BRASÍLIA – Está em curso uma operação para anistiar o orçamento secreto. O Congresso tentará nos próximos dias convencer o Supremo Tribunal Federal (STF) que cumpriu as determinações envolvendo as emendas parlamentares e buscará uma revisão nas decisões do ministro Flávio Dino para liberar os recursos de interesse dos deputados e senadores.
Não é pouca coisa que está em jogo. O governo herdou R$ 33 bilhões em emendas de anos anteriores que não foram pagas no tempo previsto e que pressionam as contas públicas em 2025. As regras – o que pode e o que não pode – são decisivas para determinar quanto desse dinheiro será pago e quanto será “esquecido”, além de delimitar como funcionará o processo daqui para frente.

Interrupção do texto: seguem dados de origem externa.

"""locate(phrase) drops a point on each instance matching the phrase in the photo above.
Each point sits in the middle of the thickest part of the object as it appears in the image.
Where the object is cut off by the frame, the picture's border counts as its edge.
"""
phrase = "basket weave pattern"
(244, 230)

Faz parte da articulação a aprovação de projetos de lei que salvam emendas secretas de anos anteriores, “ressuscitando” inclusive verbas do orçamento secreto que foram canceladas pelo governo Lula após as decisões do STF, como o Estadão revelou. Também integra o movimento a ameaça de não votar o Orçamento de 2025 enquanto os recursos não forem liberados, provocando um risco de “apagão” no caixa do Executivo.

O orçamento secreto, revelado pelo Estadão, bancou a compra de tratores superfaturados, asfalto com sobrepreço e desvios na área de saúde, além de se somar a um movimento maior de emendas parlamentares que tiraram recursos de áreas essenciais do governo e descumpriram as regras fiscais.
O STF declarou o esquema inconstitucional em 2022. Na decisão oficial, aliás, “esquema do orçamento secreto” foi como a Corte chamou oficialmente o mecanismo. De lá para cá, o negócio foi repaginado, os valores ficaram maiores e o Supremo entrou novamente em campo.
O que o Supremo exigiu em 2024 foi o básico: que seja possível saber qual parlamentar indicou a emenda, para onde foi o recurso e no que foi usado, regras que não foram cumpridas nos últimos anos.
Na emenda Pix, que até hoje movimentou R$ 20 bilhões, só é possível ter alguma informação do que foi feito com dinheiro em 8% dos casos na plataforma criada pelo governo federal para dar transparência aos repasses.
O Congresso busca no STF um novo entendimento. Quer esquecer o passado, liberar as verbas que estão travadas e promete transparência para o futuro. A mesma promessa foi feita em 2022 e não foi cumprida.
O próprio presidente Lula, que condenou o orçamento secreto na campanha eleitoral, mandou pagar verbas herdadas de Bolsonaro e deu aval para o aumento de outros tipos de emendas que abrigam o dinheiro indicado pelos parlamentares.
O ministro Flávio Dino liberou os repasses, determinou o que precisa ser feito, mas ainda não há responsabilização para quem deu causa ao orçamento secreto em 2019, quem articulou a emenda Pix no mesmo ano, quem cortou despesas de aposentadorias para inflar emendas em 2021 e quem driblou as decisões da Corte para repaginar o esquema em 2022.
Na ponta, há investigações envolvendo parlamentares, assessores e prefeitos com suspeitas de desvios de dinheiro público. Os casos poderão virar denúncias e condenações. A dúvida é se regras para dificultar práticas ilegais serão impostas. As emendas mostram que o mote “sem anistia” não pode ficar restrito a quem foi culpado pelos atos golpistas de 8 de janeiro de 2023, mas é preciso alcançar também o orçamento secreto.